En somme, Envision n’a cessé d’ajouter des fonctionnalités. À ce jour, nous sommes également sur le seuil d’une autre révolution : les large language models (LLMs). Vous connaissez probablement ChatGPT. Peut-être que certains d’entre vous l’utilisent pour faire leurs devoirs. (Je ne vous note pas, alors vous pouvez l’admettre !) Ou même payer pour la version pro. Ce qui est intéressant pour nous, c’est que Lokad possède une culture de l’écriture, ce qui est assez inhabituel pour une entreprise de supply chain. Nous nous appuyons sur le texte à deux niveaux. D’abord, nous avons le code Envision lui-même, qui encode littéralement le “quoi” de ce que nous faisons. Nous ne voulons pas d’un processus qui génère des commandes recommandées dans Excel, puis que quelqu’un les modifie manuellement. Notre objectif est que les chiffres finaux soient générés automatiquement sans intervention manuelle. Et si des modifications sont nécessaires — parfois elles le sont, au début — ces changements sont intégrés dans un workflow afin que nous puissions discuter avec le client : “Why did you modify what was generated? What might we change so manual edits are no longer needed?” Ou parfois, nous constatons que les modifications n’étaient pas réellement utiles, de sorte que nous pouvons également en tirer des enseignements.

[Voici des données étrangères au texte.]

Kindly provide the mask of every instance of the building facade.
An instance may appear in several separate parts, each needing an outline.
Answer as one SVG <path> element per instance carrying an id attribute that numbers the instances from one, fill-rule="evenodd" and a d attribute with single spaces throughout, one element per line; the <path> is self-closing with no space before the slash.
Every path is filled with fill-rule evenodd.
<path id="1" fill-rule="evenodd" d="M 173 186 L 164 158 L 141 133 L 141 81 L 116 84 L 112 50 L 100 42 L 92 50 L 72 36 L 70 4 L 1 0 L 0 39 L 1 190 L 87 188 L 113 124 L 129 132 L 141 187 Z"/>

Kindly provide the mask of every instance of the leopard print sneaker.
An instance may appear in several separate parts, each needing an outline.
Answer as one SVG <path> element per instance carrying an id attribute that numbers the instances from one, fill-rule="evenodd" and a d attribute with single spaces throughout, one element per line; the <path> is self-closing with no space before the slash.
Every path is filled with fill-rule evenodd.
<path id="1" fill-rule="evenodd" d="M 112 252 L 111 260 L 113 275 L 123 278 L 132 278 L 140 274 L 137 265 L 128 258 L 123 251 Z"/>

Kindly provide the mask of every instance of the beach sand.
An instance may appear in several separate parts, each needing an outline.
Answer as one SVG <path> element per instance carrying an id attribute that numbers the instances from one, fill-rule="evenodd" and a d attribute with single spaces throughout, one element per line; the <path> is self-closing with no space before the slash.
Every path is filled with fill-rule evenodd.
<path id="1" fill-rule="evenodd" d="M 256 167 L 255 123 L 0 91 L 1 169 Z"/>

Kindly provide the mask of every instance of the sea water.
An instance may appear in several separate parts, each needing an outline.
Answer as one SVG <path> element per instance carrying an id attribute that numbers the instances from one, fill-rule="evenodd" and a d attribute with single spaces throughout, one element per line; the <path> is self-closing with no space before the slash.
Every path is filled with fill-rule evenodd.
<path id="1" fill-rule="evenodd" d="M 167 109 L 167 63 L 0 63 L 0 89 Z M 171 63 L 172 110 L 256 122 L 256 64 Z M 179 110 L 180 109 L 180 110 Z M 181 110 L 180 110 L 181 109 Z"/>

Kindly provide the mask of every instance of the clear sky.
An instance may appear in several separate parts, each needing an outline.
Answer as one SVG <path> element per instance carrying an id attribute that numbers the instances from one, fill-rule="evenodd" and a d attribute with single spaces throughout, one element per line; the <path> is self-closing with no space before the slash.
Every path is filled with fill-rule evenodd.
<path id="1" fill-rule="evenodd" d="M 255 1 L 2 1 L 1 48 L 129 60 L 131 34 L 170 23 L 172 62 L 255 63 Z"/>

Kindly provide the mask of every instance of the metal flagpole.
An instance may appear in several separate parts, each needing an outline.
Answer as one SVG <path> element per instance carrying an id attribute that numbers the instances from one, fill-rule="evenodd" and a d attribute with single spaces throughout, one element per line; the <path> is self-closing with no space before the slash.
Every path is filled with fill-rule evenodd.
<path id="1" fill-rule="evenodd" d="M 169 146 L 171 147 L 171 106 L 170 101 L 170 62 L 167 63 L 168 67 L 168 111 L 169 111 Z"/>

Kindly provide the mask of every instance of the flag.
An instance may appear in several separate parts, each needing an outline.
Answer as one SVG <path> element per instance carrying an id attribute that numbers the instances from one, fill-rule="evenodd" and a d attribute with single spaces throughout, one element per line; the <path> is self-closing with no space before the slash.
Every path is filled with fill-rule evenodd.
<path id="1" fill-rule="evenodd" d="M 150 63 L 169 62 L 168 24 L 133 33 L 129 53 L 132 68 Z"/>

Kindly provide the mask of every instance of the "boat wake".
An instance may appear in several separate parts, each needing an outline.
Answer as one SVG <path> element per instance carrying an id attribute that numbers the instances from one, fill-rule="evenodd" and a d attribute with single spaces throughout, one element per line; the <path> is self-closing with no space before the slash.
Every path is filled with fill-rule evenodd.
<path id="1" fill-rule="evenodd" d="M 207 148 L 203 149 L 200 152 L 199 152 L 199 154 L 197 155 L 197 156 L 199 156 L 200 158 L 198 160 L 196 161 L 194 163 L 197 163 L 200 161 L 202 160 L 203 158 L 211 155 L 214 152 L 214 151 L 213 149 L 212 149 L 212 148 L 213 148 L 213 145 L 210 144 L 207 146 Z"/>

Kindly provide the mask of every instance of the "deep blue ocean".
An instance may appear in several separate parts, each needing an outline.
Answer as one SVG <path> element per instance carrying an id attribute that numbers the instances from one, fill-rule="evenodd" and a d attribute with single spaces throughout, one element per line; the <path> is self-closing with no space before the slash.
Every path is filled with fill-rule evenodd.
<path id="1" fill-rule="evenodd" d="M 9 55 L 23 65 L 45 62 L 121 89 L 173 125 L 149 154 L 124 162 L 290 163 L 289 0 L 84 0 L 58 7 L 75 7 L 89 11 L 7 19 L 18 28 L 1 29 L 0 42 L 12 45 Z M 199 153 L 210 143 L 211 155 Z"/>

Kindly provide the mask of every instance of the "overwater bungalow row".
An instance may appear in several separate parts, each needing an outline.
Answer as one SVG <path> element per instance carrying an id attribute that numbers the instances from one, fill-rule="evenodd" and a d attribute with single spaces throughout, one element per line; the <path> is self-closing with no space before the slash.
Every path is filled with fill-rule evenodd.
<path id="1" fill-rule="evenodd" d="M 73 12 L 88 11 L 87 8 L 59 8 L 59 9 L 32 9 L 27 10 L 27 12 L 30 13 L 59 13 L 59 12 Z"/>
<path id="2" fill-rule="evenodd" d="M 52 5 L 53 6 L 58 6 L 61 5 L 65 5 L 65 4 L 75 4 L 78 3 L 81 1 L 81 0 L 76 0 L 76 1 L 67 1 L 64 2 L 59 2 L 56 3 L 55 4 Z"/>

Ensuite, nous avons un second artefact textuel, le JPM ou Joint Process Manual, qui explique le “pourquoi.” C’est notre document de référence pour les transmissions et pour offrir au client une vue d’ensemble de l’initiative en langage clair — sans qu’il ait à lire directement le code Envision. Nous avons donc une couche de code qui décrit le “quoi” et une couche documentaire séparée qui explique le “pourquoi.”

Ça correspond assez bien aux LLMs, car ils traitent le texte. Ils ne sont pas très performants avec des données numériques brutes. Si vous déversez une énorme table dans ChatGPT, vous n’obtiendrez pas une régression sensée. ChatGPT ne peut générer qu’un morceau de code Python qui réaliserait la régression. Les LLMs eux-mêmes ne sont que d’immenses modèles de prédiction de token suivant ; ils ne sont pas conçus pour l’arithmétique. D’où les blagues sur ChatGPT qui échoue en mathématiques élémentaires. Mais si vous leur fournissez du code ou des instructions textuelles, ils excellent en manipulation et en génération.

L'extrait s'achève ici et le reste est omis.